Note that while we can stop and restart a container, it seems we cannot simply save a container (e.g. with docker commit or docker save and re-run it and expect the server functionality to be restored after the container is destroyed (e.g. by docker rm -f). (See previous notes 2014-09-05) for an illustration of this problem. This occurs because the container image does not include the volume where it writes its data, and that volume address is generated uniquely each time a container is run.

Consequently, a different (probably more traditional) approach is needed to backup the configuration of a server such as Gitlab or Drone-CI even when running in a container. Will explore this later.

Meanwhile, remember remove unneeded containers with

docker rm $(docker ps -a | grep Exited | awk '{print $1}')

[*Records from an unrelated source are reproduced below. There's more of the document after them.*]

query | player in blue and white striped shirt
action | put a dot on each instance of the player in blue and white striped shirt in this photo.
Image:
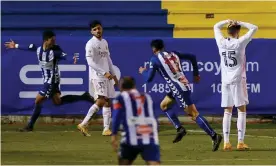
(168, 64)
(48, 55)
(134, 111)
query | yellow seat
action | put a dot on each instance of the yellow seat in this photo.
(190, 19)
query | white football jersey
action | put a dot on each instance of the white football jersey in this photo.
(232, 52)
(98, 58)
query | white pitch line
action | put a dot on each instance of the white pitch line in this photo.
(192, 131)
(253, 136)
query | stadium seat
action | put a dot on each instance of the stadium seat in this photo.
(119, 18)
(191, 22)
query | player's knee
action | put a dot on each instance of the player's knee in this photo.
(39, 99)
(101, 101)
(192, 111)
(228, 109)
(107, 102)
(242, 108)
(57, 102)
(163, 106)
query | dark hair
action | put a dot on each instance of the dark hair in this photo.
(48, 34)
(94, 23)
(127, 83)
(231, 29)
(157, 44)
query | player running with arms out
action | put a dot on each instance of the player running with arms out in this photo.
(49, 55)
(134, 111)
(168, 101)
(103, 74)
(233, 76)
(168, 64)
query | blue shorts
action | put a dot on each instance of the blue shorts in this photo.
(148, 152)
(183, 99)
(49, 90)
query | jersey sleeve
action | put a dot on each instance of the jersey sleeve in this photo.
(110, 63)
(217, 31)
(245, 39)
(190, 57)
(150, 73)
(28, 47)
(118, 114)
(58, 52)
(90, 54)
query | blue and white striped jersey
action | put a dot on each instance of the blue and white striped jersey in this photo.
(135, 112)
(168, 64)
(48, 61)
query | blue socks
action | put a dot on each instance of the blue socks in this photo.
(173, 118)
(36, 113)
(202, 123)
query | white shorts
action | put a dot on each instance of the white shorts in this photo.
(234, 94)
(102, 88)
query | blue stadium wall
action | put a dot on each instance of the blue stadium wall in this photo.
(129, 28)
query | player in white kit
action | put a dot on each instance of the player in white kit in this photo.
(103, 74)
(233, 76)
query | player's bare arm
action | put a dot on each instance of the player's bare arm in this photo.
(12, 45)
(193, 60)
(142, 69)
(252, 29)
(217, 30)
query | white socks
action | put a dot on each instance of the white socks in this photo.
(106, 117)
(226, 125)
(92, 110)
(241, 126)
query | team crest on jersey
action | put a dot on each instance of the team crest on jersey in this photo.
(144, 129)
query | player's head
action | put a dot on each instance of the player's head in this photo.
(157, 45)
(127, 83)
(96, 28)
(49, 38)
(233, 30)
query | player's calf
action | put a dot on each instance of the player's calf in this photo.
(153, 163)
(203, 124)
(241, 126)
(37, 110)
(226, 127)
(165, 106)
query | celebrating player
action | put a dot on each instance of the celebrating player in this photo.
(233, 76)
(168, 101)
(49, 54)
(134, 110)
(101, 67)
(169, 66)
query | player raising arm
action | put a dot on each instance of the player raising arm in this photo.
(168, 64)
(134, 111)
(48, 55)
(103, 74)
(233, 76)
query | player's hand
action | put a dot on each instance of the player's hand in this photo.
(10, 44)
(108, 76)
(114, 143)
(76, 57)
(142, 69)
(197, 79)
(232, 22)
(116, 80)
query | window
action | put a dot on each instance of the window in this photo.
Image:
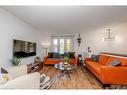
(55, 44)
(62, 44)
(68, 45)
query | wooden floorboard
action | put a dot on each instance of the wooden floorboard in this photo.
(81, 78)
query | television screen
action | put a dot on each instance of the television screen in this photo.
(23, 48)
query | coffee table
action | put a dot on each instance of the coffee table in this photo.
(67, 69)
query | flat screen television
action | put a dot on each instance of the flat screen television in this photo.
(23, 48)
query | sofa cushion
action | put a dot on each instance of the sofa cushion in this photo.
(123, 61)
(95, 58)
(114, 63)
(56, 55)
(95, 66)
(50, 54)
(110, 59)
(103, 59)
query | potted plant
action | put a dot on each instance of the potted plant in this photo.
(16, 61)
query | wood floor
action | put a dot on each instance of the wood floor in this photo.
(81, 78)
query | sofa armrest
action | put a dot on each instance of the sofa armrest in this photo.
(17, 71)
(114, 75)
(31, 81)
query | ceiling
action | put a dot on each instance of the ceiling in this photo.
(69, 19)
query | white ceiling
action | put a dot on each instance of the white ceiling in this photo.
(69, 19)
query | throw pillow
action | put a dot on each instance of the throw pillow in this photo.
(103, 59)
(71, 54)
(50, 54)
(56, 55)
(95, 58)
(114, 63)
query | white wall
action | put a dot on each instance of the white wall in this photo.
(13, 28)
(94, 39)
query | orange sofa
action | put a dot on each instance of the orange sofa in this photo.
(108, 74)
(52, 61)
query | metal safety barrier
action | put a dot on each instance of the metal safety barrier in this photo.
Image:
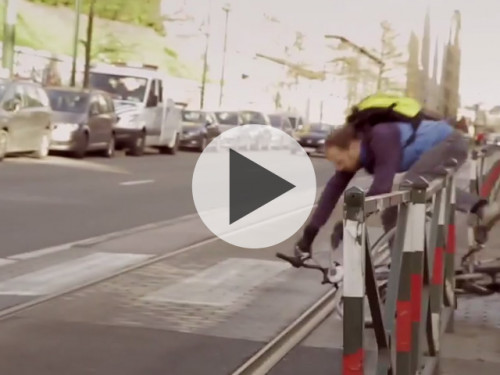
(419, 295)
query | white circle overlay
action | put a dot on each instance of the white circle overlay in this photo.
(273, 150)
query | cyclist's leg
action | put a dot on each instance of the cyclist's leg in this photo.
(431, 166)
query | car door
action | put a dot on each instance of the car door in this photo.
(151, 110)
(38, 116)
(212, 126)
(169, 116)
(94, 123)
(18, 119)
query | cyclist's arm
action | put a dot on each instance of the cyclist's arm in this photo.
(326, 204)
(385, 145)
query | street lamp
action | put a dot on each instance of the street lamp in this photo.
(9, 35)
(363, 51)
(205, 56)
(78, 6)
(226, 9)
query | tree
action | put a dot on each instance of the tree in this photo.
(392, 57)
(88, 44)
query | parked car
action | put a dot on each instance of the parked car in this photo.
(227, 120)
(199, 128)
(148, 116)
(260, 138)
(84, 120)
(25, 118)
(312, 137)
(281, 122)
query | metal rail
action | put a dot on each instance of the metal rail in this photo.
(274, 351)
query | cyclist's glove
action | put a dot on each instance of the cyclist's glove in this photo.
(337, 234)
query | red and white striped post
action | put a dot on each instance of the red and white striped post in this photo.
(354, 282)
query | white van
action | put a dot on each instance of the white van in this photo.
(148, 115)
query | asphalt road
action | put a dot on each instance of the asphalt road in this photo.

and not with -f (destroying running containers!)

Key security

We can largely avoid needing a private ssh key for the server, though may use https authentication to let us use git (rather than, say, rsync) to develop and save changes made remotely (say, through RStudio server).

Backing up keys

Probably unnecessary to have a backup of the ssh private RSA key, as we can access the DigitalOcean Server or Github through the web consoles and add a new public key and replace our private key.